All of us have a favorite pair of jeans that we wear regularly and these never leave our closet. After wearing for a long time, you do not like the style of the pant legs, or you do not like the way it fits in the crotch area. You can easily find one pair of pants that you do not wear but it should fit well in the waist. If you have several pants in the closet then pick the one with cool embroidery or bling on the back pockets.
You can easily add a new skirt to your wardrobe. You will need two pairs of jeans for a long jeans skirt. You will also require two pairs if you want to add wedges to the side seams to flare out the finished skirt. To convert your jeans pant into a skirt, continue to read all the directions from the beginning.
Things You Will Need To Make DIY Skirt
- Iron and Ironing Board
- Seam ripper
- Sewing Machine
- Denim or Microtex needle
- Ruler of hem gauge
- Marking tool like tailor’s chalk. Fabric marker.
- Thread to match the topstitching
- 1 to 2 pairs of jeans
- All-purpose thread for the bobbin to match with the match topstitching thread.
- All-purpose thread for the bobbin to match topstitching thread.
Instructions To Make DIY Skirt
1. Ripping Out and Cutting
You will need to remove the stitches without ripping or tearing the fabric to convert your jeans into a jeans skirt.
- Keep the jeans flat on the table. Smooth from the waist down till you reach the crotch seam will no longer lay flat. With the pin, mark this point. Turn the jeans over and repeat in the same way for the center back seam and mark it with a pin where the seam begins to curve.
- With a sharp seam ripper, carefully remove the inseam stitching,
- Take out the stitch from the crotch to the pin on the front and the back of the jeans.
- Cut down the legs of the jeans and just leave off the ample length to hem.

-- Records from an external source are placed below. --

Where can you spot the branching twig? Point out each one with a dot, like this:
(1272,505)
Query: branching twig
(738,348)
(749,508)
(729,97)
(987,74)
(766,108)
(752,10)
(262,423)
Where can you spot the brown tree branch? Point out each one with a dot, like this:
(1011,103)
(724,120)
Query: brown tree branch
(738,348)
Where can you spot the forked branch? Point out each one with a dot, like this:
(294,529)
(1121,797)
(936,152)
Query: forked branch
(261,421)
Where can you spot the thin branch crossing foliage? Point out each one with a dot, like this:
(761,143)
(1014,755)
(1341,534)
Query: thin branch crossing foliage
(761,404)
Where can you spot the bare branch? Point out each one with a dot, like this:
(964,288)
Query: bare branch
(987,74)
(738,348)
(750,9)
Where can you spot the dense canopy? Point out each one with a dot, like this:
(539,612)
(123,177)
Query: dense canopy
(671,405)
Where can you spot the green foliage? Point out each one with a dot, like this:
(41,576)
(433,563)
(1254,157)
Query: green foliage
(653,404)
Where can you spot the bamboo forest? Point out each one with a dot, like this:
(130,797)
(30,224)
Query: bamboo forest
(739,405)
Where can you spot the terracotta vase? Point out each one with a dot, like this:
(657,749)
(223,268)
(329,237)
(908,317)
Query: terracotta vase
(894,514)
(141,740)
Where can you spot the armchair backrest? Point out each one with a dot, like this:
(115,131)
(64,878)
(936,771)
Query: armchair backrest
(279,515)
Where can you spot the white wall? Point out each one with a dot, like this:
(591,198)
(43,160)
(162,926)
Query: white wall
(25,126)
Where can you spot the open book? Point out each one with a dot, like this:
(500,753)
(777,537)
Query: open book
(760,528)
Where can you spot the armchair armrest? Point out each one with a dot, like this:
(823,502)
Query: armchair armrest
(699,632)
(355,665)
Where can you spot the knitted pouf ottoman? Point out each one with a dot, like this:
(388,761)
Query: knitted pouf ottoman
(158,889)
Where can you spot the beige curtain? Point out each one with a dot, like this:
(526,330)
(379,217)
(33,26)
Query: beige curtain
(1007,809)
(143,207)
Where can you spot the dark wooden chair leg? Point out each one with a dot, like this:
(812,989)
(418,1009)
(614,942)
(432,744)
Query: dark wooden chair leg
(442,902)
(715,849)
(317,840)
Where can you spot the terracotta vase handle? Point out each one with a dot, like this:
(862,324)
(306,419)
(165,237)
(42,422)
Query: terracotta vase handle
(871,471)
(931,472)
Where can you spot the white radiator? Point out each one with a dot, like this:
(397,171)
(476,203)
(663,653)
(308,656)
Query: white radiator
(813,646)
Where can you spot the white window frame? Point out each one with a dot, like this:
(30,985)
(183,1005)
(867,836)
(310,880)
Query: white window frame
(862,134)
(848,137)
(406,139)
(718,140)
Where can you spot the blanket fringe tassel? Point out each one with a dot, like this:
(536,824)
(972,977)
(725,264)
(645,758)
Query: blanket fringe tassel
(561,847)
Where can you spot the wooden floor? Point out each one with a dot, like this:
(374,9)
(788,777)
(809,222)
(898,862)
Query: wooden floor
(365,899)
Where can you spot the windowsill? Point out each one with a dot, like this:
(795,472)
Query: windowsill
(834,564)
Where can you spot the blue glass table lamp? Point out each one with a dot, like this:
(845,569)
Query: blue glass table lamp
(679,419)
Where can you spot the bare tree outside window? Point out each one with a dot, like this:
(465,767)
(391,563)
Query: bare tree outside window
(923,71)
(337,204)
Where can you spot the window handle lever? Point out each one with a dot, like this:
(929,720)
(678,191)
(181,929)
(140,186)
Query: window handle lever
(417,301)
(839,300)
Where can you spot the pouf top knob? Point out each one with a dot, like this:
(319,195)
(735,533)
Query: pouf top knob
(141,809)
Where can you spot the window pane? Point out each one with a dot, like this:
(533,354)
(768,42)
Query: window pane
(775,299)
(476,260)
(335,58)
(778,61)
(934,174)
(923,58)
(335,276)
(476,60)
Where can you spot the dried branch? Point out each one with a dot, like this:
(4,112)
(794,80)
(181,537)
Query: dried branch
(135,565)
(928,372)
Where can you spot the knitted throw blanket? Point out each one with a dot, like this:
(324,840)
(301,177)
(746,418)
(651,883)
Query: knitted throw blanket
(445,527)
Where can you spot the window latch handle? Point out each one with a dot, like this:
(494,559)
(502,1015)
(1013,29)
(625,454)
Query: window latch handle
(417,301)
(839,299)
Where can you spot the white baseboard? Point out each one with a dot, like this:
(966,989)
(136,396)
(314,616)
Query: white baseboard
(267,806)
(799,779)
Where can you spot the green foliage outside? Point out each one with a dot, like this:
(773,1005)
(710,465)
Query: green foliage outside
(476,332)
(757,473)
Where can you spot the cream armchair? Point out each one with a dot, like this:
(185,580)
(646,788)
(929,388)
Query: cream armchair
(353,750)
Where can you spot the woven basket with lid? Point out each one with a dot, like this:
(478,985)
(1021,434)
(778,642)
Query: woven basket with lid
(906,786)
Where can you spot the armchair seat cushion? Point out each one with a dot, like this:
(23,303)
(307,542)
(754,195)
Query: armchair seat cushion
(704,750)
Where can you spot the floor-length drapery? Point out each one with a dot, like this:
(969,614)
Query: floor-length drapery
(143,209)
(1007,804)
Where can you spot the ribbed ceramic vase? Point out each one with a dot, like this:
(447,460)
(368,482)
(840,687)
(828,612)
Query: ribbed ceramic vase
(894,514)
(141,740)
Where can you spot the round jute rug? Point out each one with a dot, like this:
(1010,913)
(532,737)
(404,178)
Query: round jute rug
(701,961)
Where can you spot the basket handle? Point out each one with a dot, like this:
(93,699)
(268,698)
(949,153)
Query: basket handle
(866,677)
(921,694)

- When the jeans are laid out flat with the back pocket side up, open out one unstitched leg on top of the opposite leg. The unstitched leg should be made smooth till the back crotch seam, and make sure it lays flat on top of the opposite side. The raw edge of the inseam should be turned on the top piece under to the wrong side and pin it in place and do not forget to pin through to the front of the jeans.
2. Fill in the Center Opening
At the center, you will find the triangular opening and this need to be filled with a piece from the trimmed-off legs.
- Cut a rough rectangular part of the denim at least an inch larger than the area you need to fill in. Do not forget to check the fabric grain. In the denim fabric cloth you can see the threads. The threads run vertically or perpendicularly to the waistband.
- The rectangular part should be inserted between the 2 unstitched leg layers so it covers the gap and extends above and below.
- The exposed raw edge of the insert (here on the right-hand side) should be turned under such that the edge of the inserted piece matches the original seam line on the underneath leg. You will be amazed to see that the rectangle will look like a triangle or wedge.
- Place pins along both leg edges.
3. Start Sewing the Insert
- With the help of thread to match the existing top stitching in the upper thread. Remember not to use top stitching thread in the bobbin as it is too thick. Remember to edge stitch along the folded edge of the insert on top you of the lower leg. Keep on sewing as you reach under the upper layer. The pins should be in place until you reach them and then remove them slowly. Be careful not to sew over the pins as it an break your needle, your thread or even your machine.
- After removing the pins on the unsewn side of the insert, lay the garment flat again to replace the pins.
4. Finishing the First Seam Allowance
- The spacing between the rows of topstitching on the original seams should be measured. In some jeans, the seam allowance is 3/8 inches.
- Trim the seam allowance from the inside of the skirt so that it is just wide enough to be caught in a second row of stitching the distance apart, just measured by you.
- To the trimmed seam allowance, apply a seam finish to make it perfect. If a heavier-weight thread is used for topstitching then switch to a lighter-weight for seam finishes.
5. Make a Mock Flat Felled Seam
To create a mock flat felled seam, stitch the seam allowance in place by topstitching a second row of stitching. In some of the sewing machines there is a guide bars or special presser feet with a guide to help keep the stitching an even distance from the first row of stitching.
6. Top Stitching the Curved and Long Straight Edges
- Ensure that all the seams are laid flat.
- All the raw edges should be turned under along the original edge.
- Edgestitch along the edge of the curved seam and the rest flat seam with top stitching thread. The second side of the insert will thus be closed.
7. Continue to Finish Seam Allowance
- Work on the inside of the skirt and trim the seam allowance as was done with the first seam.
- To the new seam allowances apply a new seam finish.
8. Make another Mock Flat Felled Seam
- Check that all seam allowances are pressed flat.
- On the long straight seam, sew a second row of stitching as was done on the first seam to make a mock flat felled seam.
9. Sewing the Skirt Front
- Continue from steps 1 – 8 to complete the skirt front. In case of step 1, just repeat the leg placement and pinning.
- The same process can be repeated to open the side seams and add wedge-shaped inserts to create an A-line skirt.
10. Hem the Skirt
Finally, hem the skirt to give it a final look.